Kara güllerin doğal olarak yetiştiği tek yer olan Halfeti, Rumkale’nin geçmişte harap olmasıyla yerleşimin karşı kıyıya taşınması sonucu oluşmuş bir yer. 2000 yılında Birecik Barajı’nın üretimi sırasında Halfeti’nin yarısı sular altında kaldı. Siz de Gaziantep’e gitmişken Halfeti’yi de görmeli hatta gölde bir seyahat yaparak bölgeyi derinlemesine keşfetmelisiniz.
Safranbolu / Amasra
Hem tarihi açıdan güçlü hem de yeşilliklerle dolu sıradaki rota Batı Karadeniz’den… Keyifli bir 3 gün için Safranbolu ve Amasra rotasını izlemeyi tercih edebilirsiniz. Karabük ilinin tarihi ve turistik ilçesi Safranbolu, klasik Osmanlı mimarisini yansıtan konutlarıyla eşsiz bir bölge. Türkiye’nin Dünya Miras Listesi’nde yer alan 9 kültürel varlıktan biri olan Safranbolu’da öncelikle cumbalı konutlarla dolu sokakları gezerek keşfetmeniz gerek. Zira sokaklarda yürümek bile bölgeyi anlamanız için hayli kâfi olacak. Burada sokakların yanı sıra Cinci Han ve Hamam’ı, muhafaza altındaki müze köy Yörük Köyü’nü, Kristal Teras’ı, kireç taşlarının binlerce yıl aşınmasıyla oluşmuş Tokatlı Kanyonu’nu ve doğal varlık kabul edilen Bulak Mağarası’nı görmenizi tavsiye ediyoruz. Rotanın Safranbolu ayağında ıspanak ya da pazı ile hazırlanan bükmeyi, lezzetli kuyu kebabını, safranlı lokumları ve kahvaltıların baş tacı su simidini tatmalısınız.

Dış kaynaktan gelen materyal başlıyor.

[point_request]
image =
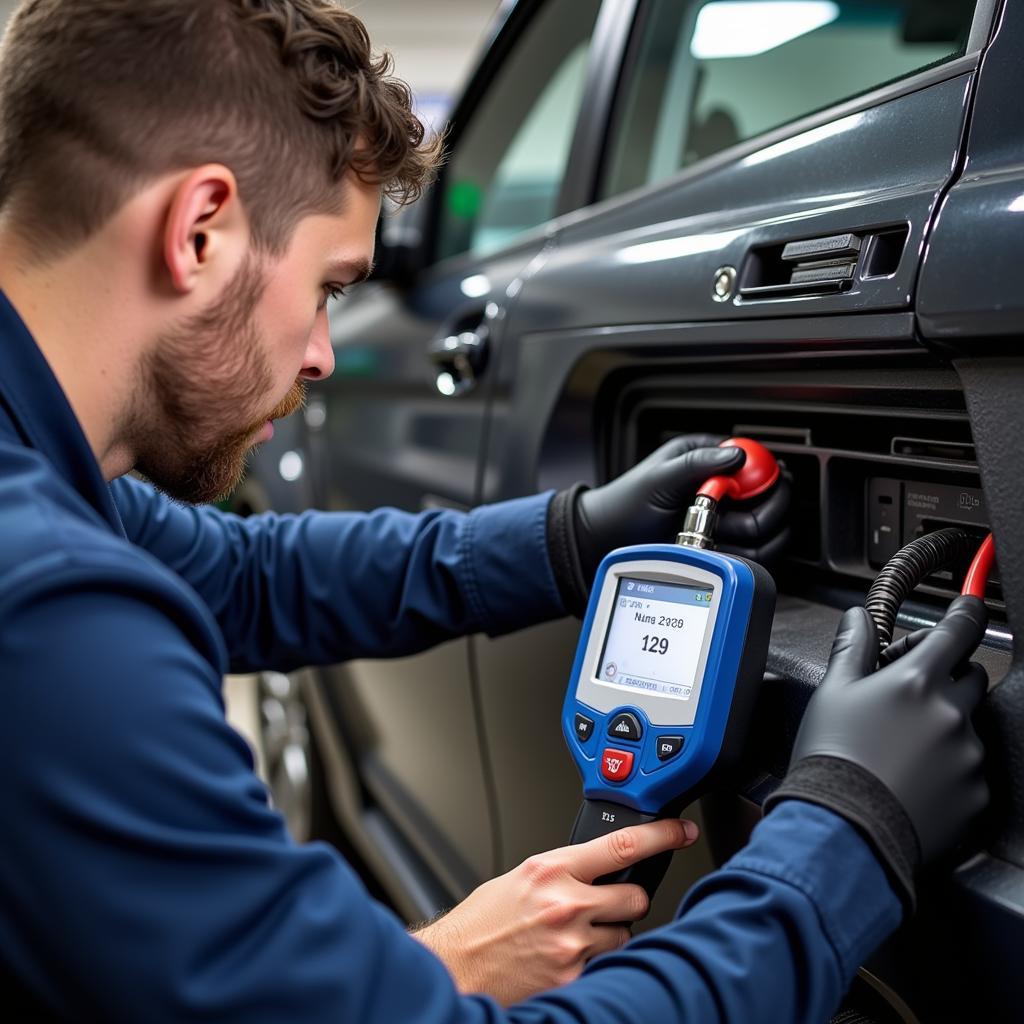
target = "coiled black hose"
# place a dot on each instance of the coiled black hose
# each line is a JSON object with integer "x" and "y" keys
{"x": 906, "y": 568}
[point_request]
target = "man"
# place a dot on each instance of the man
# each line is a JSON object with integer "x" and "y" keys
{"x": 182, "y": 185}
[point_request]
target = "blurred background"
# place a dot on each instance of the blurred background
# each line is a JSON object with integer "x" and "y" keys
{"x": 433, "y": 44}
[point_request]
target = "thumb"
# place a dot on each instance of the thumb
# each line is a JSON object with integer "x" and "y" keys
{"x": 620, "y": 849}
{"x": 675, "y": 481}
{"x": 855, "y": 649}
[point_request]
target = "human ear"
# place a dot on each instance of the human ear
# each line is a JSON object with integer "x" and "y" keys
{"x": 206, "y": 236}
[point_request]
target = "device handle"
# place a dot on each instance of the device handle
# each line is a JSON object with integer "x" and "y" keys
{"x": 598, "y": 817}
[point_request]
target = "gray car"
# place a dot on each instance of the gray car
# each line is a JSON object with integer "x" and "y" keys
{"x": 796, "y": 221}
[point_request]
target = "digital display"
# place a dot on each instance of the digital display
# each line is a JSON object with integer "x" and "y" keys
{"x": 655, "y": 637}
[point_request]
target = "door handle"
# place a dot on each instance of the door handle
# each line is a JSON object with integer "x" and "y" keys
{"x": 459, "y": 359}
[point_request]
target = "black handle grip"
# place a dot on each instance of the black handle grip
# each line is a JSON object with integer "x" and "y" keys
{"x": 598, "y": 817}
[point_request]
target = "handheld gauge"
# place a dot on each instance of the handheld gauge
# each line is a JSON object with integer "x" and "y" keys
{"x": 667, "y": 669}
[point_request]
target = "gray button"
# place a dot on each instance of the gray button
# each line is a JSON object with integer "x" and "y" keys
{"x": 625, "y": 726}
{"x": 668, "y": 747}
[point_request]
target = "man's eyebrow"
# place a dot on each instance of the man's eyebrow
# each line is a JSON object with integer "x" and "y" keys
{"x": 354, "y": 271}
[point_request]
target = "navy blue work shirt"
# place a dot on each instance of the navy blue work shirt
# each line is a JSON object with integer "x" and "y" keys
{"x": 143, "y": 876}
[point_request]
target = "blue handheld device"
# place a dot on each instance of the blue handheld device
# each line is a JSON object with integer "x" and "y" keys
{"x": 667, "y": 671}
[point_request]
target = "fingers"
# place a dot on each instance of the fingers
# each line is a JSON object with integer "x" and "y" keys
{"x": 683, "y": 443}
{"x": 855, "y": 649}
{"x": 675, "y": 481}
{"x": 619, "y": 903}
{"x": 903, "y": 646}
{"x": 954, "y": 638}
{"x": 768, "y": 516}
{"x": 969, "y": 689}
{"x": 620, "y": 849}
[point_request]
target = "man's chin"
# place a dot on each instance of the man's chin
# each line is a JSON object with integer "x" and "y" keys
{"x": 203, "y": 481}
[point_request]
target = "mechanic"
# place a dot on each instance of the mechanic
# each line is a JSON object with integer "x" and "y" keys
{"x": 182, "y": 184}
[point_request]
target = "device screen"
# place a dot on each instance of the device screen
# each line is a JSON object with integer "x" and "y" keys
{"x": 654, "y": 637}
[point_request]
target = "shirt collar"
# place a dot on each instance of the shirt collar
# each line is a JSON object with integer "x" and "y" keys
{"x": 43, "y": 417}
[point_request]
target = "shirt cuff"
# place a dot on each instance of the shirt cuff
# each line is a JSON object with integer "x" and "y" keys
{"x": 823, "y": 856}
{"x": 505, "y": 567}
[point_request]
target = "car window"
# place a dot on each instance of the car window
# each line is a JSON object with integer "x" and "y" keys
{"x": 707, "y": 75}
{"x": 507, "y": 169}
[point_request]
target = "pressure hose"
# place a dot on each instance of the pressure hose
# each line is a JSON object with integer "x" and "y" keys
{"x": 916, "y": 561}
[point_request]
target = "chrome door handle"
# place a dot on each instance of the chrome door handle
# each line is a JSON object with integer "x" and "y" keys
{"x": 459, "y": 359}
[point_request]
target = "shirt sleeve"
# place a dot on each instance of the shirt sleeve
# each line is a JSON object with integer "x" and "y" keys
{"x": 144, "y": 877}
{"x": 774, "y": 936}
{"x": 320, "y": 588}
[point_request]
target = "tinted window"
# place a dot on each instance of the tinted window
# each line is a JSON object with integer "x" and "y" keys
{"x": 706, "y": 76}
{"x": 507, "y": 169}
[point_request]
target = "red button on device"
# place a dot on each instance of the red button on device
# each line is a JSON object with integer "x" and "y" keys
{"x": 615, "y": 765}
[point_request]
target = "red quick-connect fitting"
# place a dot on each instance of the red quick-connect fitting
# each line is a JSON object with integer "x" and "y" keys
{"x": 758, "y": 474}
{"x": 977, "y": 576}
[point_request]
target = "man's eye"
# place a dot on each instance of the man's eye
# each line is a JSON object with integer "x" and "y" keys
{"x": 330, "y": 292}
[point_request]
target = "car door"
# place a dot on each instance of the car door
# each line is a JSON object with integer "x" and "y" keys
{"x": 401, "y": 423}
{"x": 768, "y": 184}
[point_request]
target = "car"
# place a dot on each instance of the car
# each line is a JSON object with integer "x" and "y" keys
{"x": 800, "y": 222}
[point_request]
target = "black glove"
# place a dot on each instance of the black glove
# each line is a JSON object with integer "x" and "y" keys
{"x": 894, "y": 752}
{"x": 646, "y": 505}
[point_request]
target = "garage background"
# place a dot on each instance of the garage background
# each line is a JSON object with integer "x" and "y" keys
{"x": 433, "y": 44}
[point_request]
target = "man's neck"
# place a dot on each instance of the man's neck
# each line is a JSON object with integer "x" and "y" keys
{"x": 72, "y": 309}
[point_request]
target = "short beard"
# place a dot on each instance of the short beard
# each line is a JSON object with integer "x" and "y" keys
{"x": 204, "y": 383}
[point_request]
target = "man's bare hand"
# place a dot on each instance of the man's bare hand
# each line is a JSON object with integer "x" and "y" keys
{"x": 537, "y": 927}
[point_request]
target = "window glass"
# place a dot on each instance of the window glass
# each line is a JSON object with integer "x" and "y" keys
{"x": 506, "y": 173}
{"x": 708, "y": 75}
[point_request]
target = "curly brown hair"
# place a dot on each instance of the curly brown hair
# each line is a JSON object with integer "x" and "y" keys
{"x": 98, "y": 97}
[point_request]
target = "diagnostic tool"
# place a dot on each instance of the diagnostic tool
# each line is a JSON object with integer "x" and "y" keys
{"x": 667, "y": 669}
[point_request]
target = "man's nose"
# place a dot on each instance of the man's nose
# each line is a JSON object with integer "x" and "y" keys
{"x": 318, "y": 361}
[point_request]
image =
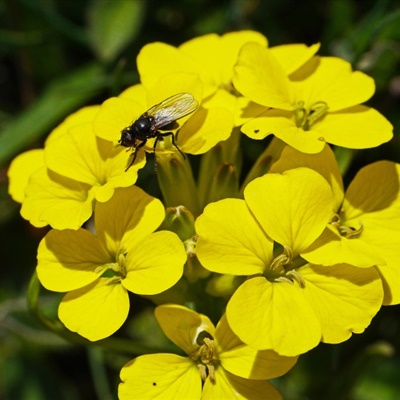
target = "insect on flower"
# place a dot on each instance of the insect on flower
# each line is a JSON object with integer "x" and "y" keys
{"x": 161, "y": 117}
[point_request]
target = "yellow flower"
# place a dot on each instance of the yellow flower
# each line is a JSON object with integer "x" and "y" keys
{"x": 98, "y": 270}
{"x": 318, "y": 103}
{"x": 364, "y": 229}
{"x": 285, "y": 304}
{"x": 215, "y": 356}
{"x": 212, "y": 58}
{"x": 74, "y": 170}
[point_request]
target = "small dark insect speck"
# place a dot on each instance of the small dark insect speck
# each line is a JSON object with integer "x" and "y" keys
{"x": 158, "y": 118}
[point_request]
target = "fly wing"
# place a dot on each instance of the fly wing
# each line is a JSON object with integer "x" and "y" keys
{"x": 172, "y": 109}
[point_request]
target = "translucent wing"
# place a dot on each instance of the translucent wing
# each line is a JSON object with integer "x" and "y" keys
{"x": 172, "y": 109}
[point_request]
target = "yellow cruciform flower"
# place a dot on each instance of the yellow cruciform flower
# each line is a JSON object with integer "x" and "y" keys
{"x": 98, "y": 270}
{"x": 285, "y": 304}
{"x": 212, "y": 58}
{"x": 75, "y": 170}
{"x": 316, "y": 104}
{"x": 216, "y": 359}
{"x": 364, "y": 228}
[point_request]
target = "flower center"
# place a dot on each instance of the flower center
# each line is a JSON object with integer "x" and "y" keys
{"x": 205, "y": 357}
{"x": 348, "y": 232}
{"x": 306, "y": 117}
{"x": 283, "y": 268}
{"x": 115, "y": 271}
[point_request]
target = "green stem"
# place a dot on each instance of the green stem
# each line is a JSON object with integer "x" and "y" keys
{"x": 222, "y": 157}
{"x": 176, "y": 182}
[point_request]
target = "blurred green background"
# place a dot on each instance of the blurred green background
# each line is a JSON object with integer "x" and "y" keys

Martı seslerini dinleyebileceğiniz ve gidenlerin “huzur” sözüyle tanımladığı Amasra ise seyahatinizi daha da unutulmaz kılacak bir rota. Birden fazla kişi tarafından Karadeniz’in en hoş kıyı kasabası olarak görülen ilçede gezilecek ve görülecek çok şey var. Amasra’nın birinci ve tek müzesi olma özelliğine sahip Amasra Müzesi, ilçenin simgelerinden Kemere Köprüsü, gözyaşı döküyormuş üzere görünen Ağlayan Ağaç, iki ana kütleden oluşan Amasra Kalesi’ni ve yüzmeyi seviyorsan Bozköy Plajı’nı görmeli, kentin simge yiyeceklerinden Amasra salatası ve Amasra pidesini kesinlikle tatmalısınız.
Eskişehir / Ankara
Son rotamız evvel Eskişehir’i ayrıntılıca gezip sonrasında Ankara’ya giderek Ceddimizi ziyaret etmek isteyecekler için ülkü. Keşfedilecek yer hiç bitmesin isteyenler için eşsiz bir rota olacak Eskişehir’de Odunpazarı konutlarını, Şazova Parkı’nı, Porsuk Çayı’nı, Kurşunlu Cami ve Külliyesi’ni, Kent Park’ı ve Atlıhan El Sanatları Çarşısı’nı gezmelisiniz. Çiböreği, göbeteyi, met helvayı, balaban köfteyi ve cevizli haşhaşlı ekmeği yemeden Ankara’ya geçmemelisiniz. Başkentte ise Zafer Bayramı ruhunu en coşkulu halde yaşayacağınız Anıtkabir’i, Etnografya Müzesi’ni, Kurtuluş Savaş Müzesi’ni ve Ankara Cumhuriyet Müzesi’ni muhakkak ziyaret etmelisiniz. Vaktiniz kalırsa Kızılay Meydanı’nı, Atakule’yi, Seğmenler Parkı’nı ve Atatürk Orman Çiftliği’ni de gezmenizi öneriyoruz.